Najmuddin seorang pengusaha dari Tikrit, tetapi ia tak berdaya setelah 75 tahun lebih tentara salib menguasai daerahnya. Tentara salib itu tak hanya membunuh, tetapi juga menjarah kekuasaan Abbasiyah. Mereka menghancurkan perpustakaanya, tidak mau mengikuti rumah sebagai tempat perlindungan. Mereka juga menghancurkan masjid. Salah seorang raja mereka, Ricard Si Hati Singa yang kelak akan dihancurkan oleh Salahuddin ketika dewasa mengeksekusi 3.000 penduduk sipil muslim, dari kalangan pemuda, wanita, dan anak-anak.

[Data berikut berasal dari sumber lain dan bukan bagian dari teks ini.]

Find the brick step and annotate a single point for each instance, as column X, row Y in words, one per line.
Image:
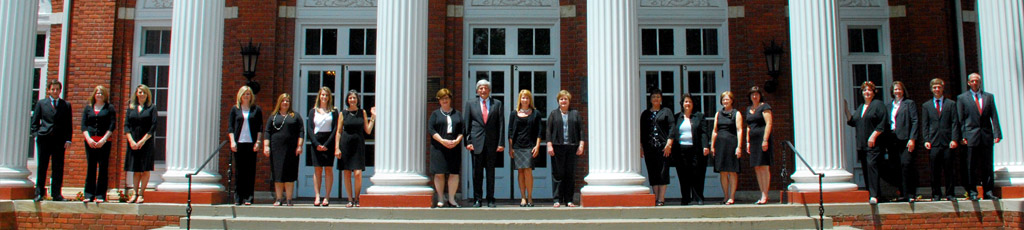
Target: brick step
column 611, row 224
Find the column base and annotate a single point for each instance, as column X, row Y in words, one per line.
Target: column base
column 182, row 197
column 383, row 200
column 828, row 196
column 16, row 192
column 1010, row 192
column 591, row 200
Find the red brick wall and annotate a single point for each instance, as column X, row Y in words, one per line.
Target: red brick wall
column 26, row 220
column 763, row 20
column 981, row 220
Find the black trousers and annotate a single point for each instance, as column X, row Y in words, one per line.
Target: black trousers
column 563, row 172
column 900, row 157
column 691, row 166
column 96, row 159
column 980, row 168
column 943, row 163
column 49, row 148
column 245, row 172
column 869, row 164
column 483, row 162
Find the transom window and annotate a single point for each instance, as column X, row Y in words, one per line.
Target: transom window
column 863, row 40
column 157, row 42
column 322, row 42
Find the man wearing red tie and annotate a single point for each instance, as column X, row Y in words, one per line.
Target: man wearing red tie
column 51, row 126
column 980, row 127
column 941, row 132
column 484, row 139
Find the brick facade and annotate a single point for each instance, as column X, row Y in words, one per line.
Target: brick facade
column 924, row 46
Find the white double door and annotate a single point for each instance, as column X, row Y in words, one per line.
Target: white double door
column 340, row 79
column 507, row 81
column 704, row 83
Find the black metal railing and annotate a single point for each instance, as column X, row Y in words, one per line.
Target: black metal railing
column 188, row 203
column 821, row 201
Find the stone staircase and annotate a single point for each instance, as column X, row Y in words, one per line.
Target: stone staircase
column 507, row 217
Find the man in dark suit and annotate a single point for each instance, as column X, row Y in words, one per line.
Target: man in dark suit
column 901, row 132
column 980, row 127
column 51, row 126
column 484, row 139
column 941, row 130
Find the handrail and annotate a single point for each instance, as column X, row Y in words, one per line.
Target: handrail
column 821, row 201
column 188, row 205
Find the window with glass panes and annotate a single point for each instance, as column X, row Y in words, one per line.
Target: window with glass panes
column 322, row 41
column 361, row 41
column 488, row 41
column 364, row 82
column 863, row 40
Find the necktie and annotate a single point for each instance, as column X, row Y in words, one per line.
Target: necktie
column 483, row 104
column 977, row 102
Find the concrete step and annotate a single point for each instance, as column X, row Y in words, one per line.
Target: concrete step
column 483, row 214
column 560, row 224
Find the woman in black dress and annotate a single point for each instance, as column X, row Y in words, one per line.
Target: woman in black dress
column 323, row 120
column 524, row 136
column 244, row 132
column 283, row 136
column 759, row 140
column 351, row 144
column 445, row 129
column 98, row 120
column 690, row 150
column 655, row 137
column 140, row 128
column 725, row 146
column 869, row 122
column 565, row 143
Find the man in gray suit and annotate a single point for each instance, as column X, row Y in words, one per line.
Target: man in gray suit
column 980, row 127
column 484, row 139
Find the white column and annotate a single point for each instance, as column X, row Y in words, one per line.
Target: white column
column 401, row 81
column 813, row 34
column 16, row 45
column 1003, row 75
column 194, row 94
column 614, row 98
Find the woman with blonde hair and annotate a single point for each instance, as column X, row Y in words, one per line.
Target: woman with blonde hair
column 445, row 128
column 245, row 123
column 725, row 141
column 323, row 120
column 283, row 136
column 140, row 128
column 524, row 136
column 351, row 156
column 98, row 121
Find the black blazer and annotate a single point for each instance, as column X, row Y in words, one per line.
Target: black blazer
column 554, row 130
column 52, row 122
column 664, row 120
column 939, row 129
column 697, row 126
column 975, row 127
column 236, row 121
column 906, row 120
column 98, row 124
column 492, row 134
column 310, row 125
column 873, row 120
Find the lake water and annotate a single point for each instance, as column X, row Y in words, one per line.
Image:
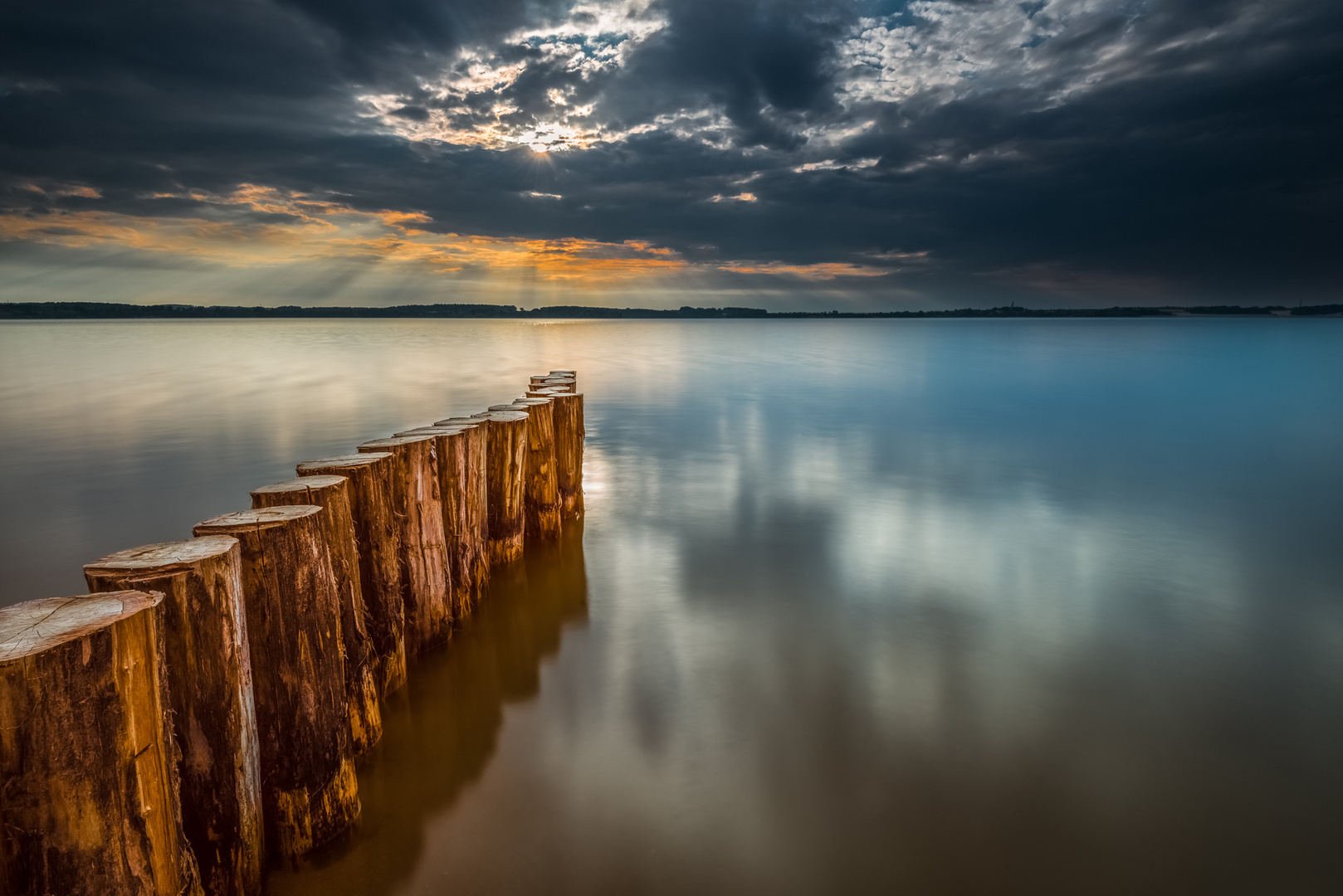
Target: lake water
column 857, row 606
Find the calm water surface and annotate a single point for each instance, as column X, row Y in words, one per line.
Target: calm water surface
column 900, row 606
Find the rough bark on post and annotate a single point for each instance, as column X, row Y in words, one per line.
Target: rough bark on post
column 90, row 801
column 362, row 691
column 541, row 492
column 505, row 461
column 211, row 698
column 425, row 568
column 309, row 791
column 573, row 375
column 453, row 479
column 569, row 449
column 473, row 501
column 379, row 542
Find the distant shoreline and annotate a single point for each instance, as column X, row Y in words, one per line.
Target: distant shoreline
column 115, row 310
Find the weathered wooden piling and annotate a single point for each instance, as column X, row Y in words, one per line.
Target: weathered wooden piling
column 417, row 503
column 569, row 446
column 362, row 691
column 309, row 791
column 379, row 540
column 505, row 461
column 541, row 492
column 89, row 793
column 210, row 685
column 471, row 496
column 567, row 383
column 462, row 501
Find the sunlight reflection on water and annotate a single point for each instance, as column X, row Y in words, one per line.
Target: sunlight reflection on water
column 942, row 606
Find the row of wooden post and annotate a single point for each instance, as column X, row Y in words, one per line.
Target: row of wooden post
column 206, row 704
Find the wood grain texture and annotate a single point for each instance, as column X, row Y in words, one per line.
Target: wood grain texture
column 362, row 691
column 379, row 540
column 541, row 489
column 309, row 794
column 471, row 516
column 211, row 698
column 417, row 505
column 90, row 802
column 460, row 507
column 505, row 462
column 569, row 450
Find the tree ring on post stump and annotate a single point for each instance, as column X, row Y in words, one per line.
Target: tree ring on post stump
column 379, row 557
column 362, row 689
column 86, row 752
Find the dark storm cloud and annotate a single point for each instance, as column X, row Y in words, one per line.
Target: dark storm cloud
column 1145, row 152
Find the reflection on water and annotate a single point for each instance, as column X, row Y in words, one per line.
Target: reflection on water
column 923, row 606
column 441, row 733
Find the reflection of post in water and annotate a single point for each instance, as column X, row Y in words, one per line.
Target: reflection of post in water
column 442, row 737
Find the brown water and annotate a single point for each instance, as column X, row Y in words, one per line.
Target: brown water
column 900, row 606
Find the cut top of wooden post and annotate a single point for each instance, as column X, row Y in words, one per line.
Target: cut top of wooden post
column 258, row 519
column 27, row 629
column 343, row 461
column 301, row 484
column 502, row 416
column 164, row 559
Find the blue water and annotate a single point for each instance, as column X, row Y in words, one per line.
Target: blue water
column 857, row 606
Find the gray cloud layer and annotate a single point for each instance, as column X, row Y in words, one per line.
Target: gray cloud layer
column 1069, row 151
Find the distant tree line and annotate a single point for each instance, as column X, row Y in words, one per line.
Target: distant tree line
column 102, row 310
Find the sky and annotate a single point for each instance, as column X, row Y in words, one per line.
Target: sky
column 787, row 155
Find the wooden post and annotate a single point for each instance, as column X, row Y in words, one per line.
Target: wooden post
column 569, row 375
column 211, row 698
column 569, row 448
column 541, row 494
column 567, row 383
column 471, row 516
column 425, row 567
column 362, row 691
column 505, row 460
column 454, row 476
column 309, row 793
column 379, row 542
column 90, row 801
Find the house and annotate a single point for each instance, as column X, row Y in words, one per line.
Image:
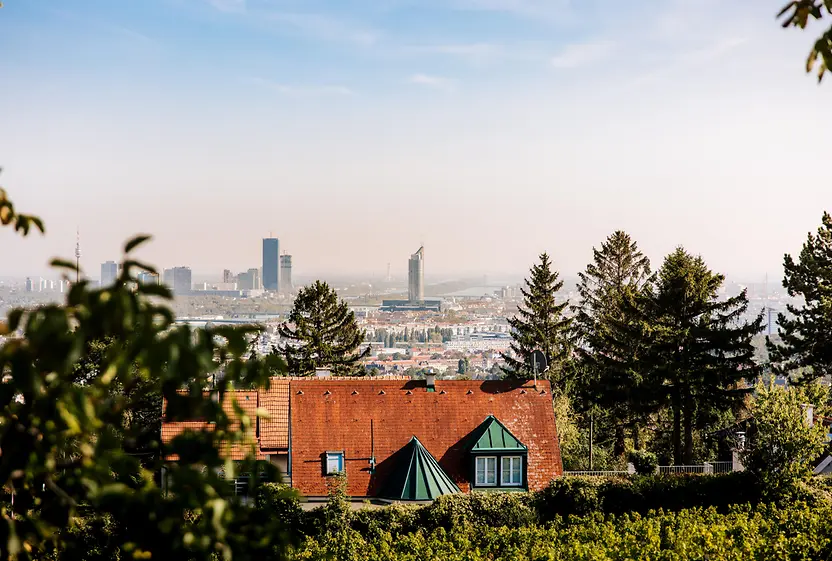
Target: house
column 406, row 440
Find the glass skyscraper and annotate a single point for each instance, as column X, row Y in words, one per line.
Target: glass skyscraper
column 271, row 264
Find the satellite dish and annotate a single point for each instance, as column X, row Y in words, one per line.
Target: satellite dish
column 539, row 364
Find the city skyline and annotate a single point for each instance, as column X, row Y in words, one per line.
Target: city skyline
column 510, row 129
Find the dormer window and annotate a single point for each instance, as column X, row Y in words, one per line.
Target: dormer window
column 334, row 463
column 498, row 458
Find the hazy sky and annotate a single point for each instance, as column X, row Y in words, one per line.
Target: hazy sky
column 355, row 130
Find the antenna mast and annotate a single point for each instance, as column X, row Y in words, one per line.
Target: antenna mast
column 77, row 255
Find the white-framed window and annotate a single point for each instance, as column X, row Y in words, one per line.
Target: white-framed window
column 486, row 467
column 511, row 471
column 334, row 462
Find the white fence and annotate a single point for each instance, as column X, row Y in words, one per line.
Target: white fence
column 707, row 467
column 596, row 473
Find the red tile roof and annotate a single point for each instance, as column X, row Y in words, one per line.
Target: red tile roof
column 274, row 431
column 335, row 415
column 248, row 402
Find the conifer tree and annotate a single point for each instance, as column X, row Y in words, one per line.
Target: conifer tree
column 698, row 351
column 609, row 358
column 806, row 333
column 321, row 333
column 540, row 325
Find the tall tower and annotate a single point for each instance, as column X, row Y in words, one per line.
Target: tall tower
column 77, row 255
column 109, row 272
column 286, row 273
column 416, row 276
column 271, row 264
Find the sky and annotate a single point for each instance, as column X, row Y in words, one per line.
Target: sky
column 357, row 130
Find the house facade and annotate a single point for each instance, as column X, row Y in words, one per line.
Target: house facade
column 406, row 440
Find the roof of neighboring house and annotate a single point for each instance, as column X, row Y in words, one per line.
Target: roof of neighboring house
column 417, row 476
column 248, row 402
column 274, row 431
column 380, row 417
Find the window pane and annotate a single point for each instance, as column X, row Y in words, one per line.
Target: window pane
column 491, row 471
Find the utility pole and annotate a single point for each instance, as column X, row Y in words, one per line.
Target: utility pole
column 591, row 435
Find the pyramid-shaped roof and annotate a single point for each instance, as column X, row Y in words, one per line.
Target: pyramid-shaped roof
column 417, row 476
column 492, row 436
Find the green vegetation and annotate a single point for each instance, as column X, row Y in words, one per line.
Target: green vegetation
column 614, row 380
column 799, row 13
column 805, row 334
column 78, row 382
column 540, row 325
column 322, row 333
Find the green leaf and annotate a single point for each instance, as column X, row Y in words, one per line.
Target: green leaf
column 63, row 264
column 135, row 242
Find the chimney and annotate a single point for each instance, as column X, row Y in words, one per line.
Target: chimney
column 430, row 381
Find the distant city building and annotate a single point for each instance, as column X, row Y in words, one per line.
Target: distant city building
column 286, row 273
column 109, row 273
column 271, row 264
column 416, row 276
column 148, row 278
column 250, row 280
column 178, row 280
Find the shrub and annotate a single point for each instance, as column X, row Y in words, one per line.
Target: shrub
column 644, row 462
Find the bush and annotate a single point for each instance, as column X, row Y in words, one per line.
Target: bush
column 766, row 532
column 479, row 509
column 646, row 463
column 581, row 496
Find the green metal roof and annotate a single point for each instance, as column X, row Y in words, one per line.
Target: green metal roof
column 492, row 436
column 418, row 476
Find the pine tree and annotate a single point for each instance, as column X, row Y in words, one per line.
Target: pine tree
column 322, row 333
column 806, row 333
column 540, row 325
column 699, row 350
column 609, row 358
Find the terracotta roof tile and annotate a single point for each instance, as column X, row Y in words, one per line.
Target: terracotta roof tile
column 327, row 416
column 274, row 432
column 246, row 399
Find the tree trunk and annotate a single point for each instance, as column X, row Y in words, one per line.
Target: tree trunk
column 619, row 446
column 688, row 429
column 677, row 428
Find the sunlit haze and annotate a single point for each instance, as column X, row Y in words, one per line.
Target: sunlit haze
column 356, row 131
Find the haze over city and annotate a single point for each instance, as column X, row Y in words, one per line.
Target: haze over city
column 487, row 130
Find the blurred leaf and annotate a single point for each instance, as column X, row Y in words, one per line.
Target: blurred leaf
column 135, row 242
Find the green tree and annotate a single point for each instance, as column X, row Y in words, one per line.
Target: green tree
column 798, row 13
column 322, row 333
column 540, row 325
column 613, row 377
column 806, row 332
column 63, row 438
column 781, row 445
column 699, row 349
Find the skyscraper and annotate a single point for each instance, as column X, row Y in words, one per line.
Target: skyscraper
column 286, row 273
column 416, row 276
column 178, row 280
column 109, row 272
column 271, row 264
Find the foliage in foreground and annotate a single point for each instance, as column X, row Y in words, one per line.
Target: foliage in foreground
column 66, row 466
column 744, row 533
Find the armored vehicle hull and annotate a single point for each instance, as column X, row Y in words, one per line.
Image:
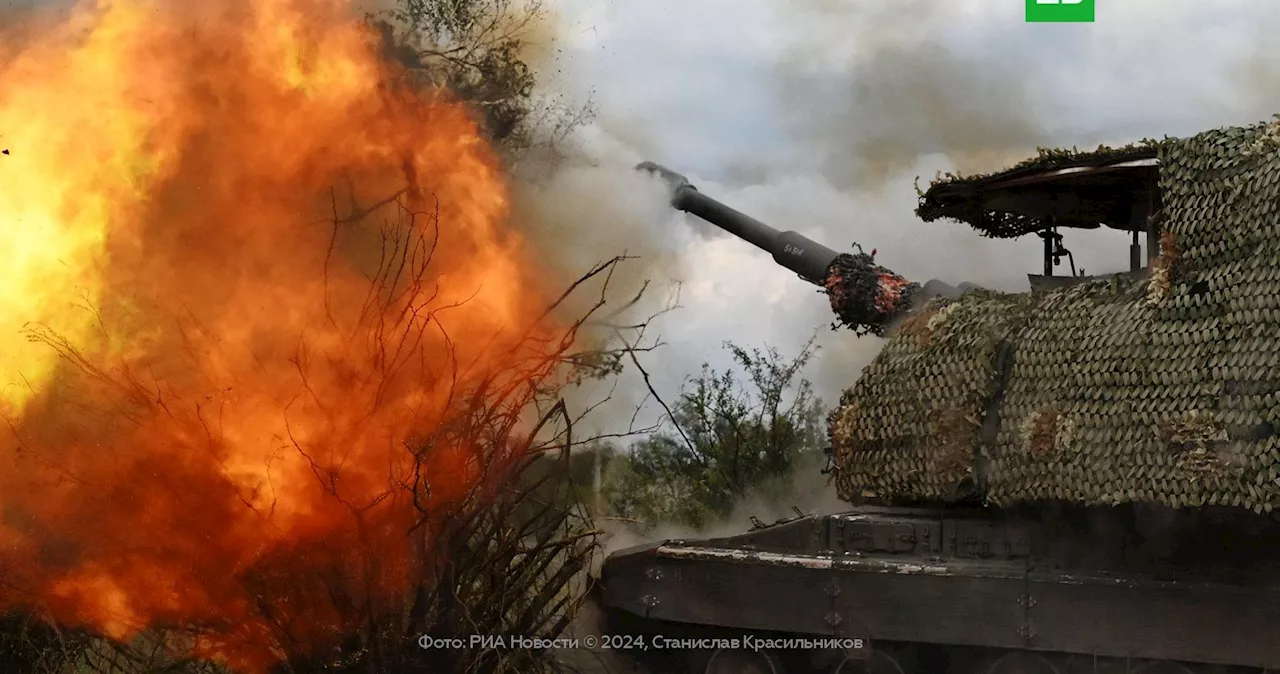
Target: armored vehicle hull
column 1082, row 478
column 961, row 591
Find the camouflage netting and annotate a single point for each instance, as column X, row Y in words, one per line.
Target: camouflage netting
column 947, row 196
column 1161, row 390
column 912, row 423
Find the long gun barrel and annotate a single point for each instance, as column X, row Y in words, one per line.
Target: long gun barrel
column 799, row 253
column 864, row 296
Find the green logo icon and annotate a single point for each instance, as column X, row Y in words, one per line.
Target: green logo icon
column 1060, row 10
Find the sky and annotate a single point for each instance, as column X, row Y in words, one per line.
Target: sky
column 818, row 115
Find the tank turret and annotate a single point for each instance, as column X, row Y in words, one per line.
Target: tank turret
column 864, row 296
column 1078, row 478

Najmuddin mengingat kekejaman itu dalam pikirannya. Maka, ketika melihat anaknya bermain, ia seperti tak ingin membiarkannya. Ia diam sebentar tadi, kembali mengenang kekejaman tentara salib, hingga berkata, "Aku menikahi ibumu dan memiliki anak, yakni kamu, bukan agar kau bisa bermain-main dengan teman-temanmu, akan tetapi supaya kau mampu membebaskan Al-Quds!"
Salahuddin kecil terdiam. Tetapi belum selesai merenung, ayahnya tiba-tiba melepaskan gendongannya, sehingga ia pun jatuh terjerembab ke tanah.
"Apakah itu sakit ?" tanya ayahnya sambil melihat Salahuddin yang meringis kesakitan.
"Ya, ayah sakit," jawab Salahuddin jujur.
"Kenapa kamu tidak menangis ?"
"Tidak pantas bagi seorang pembebas Al-Quds untuk menangis," jawab Salahuddin membanggakan ayahnya.
"Bagus itu baru anak ayah."
Najmuddin Al-Ayyubi punya tujua nyang kokoh dalam berumah tangga. Ia meletakkan landasan pembebasan Al-Quds sebagai tujuan terbesarnya. Lantas, apa tujuan kita dalam berumah tangga ? Ketika ada seseorang perempuan yang kita cintai, dan kita punya keinginan untuk menikahinya, apa harapan kita dalam pernikahan itu ? Apakah seperti Najmuddin Al-Ayyubi yang ingin memiliki anak yang kelak membebaskan Al-Quds ?.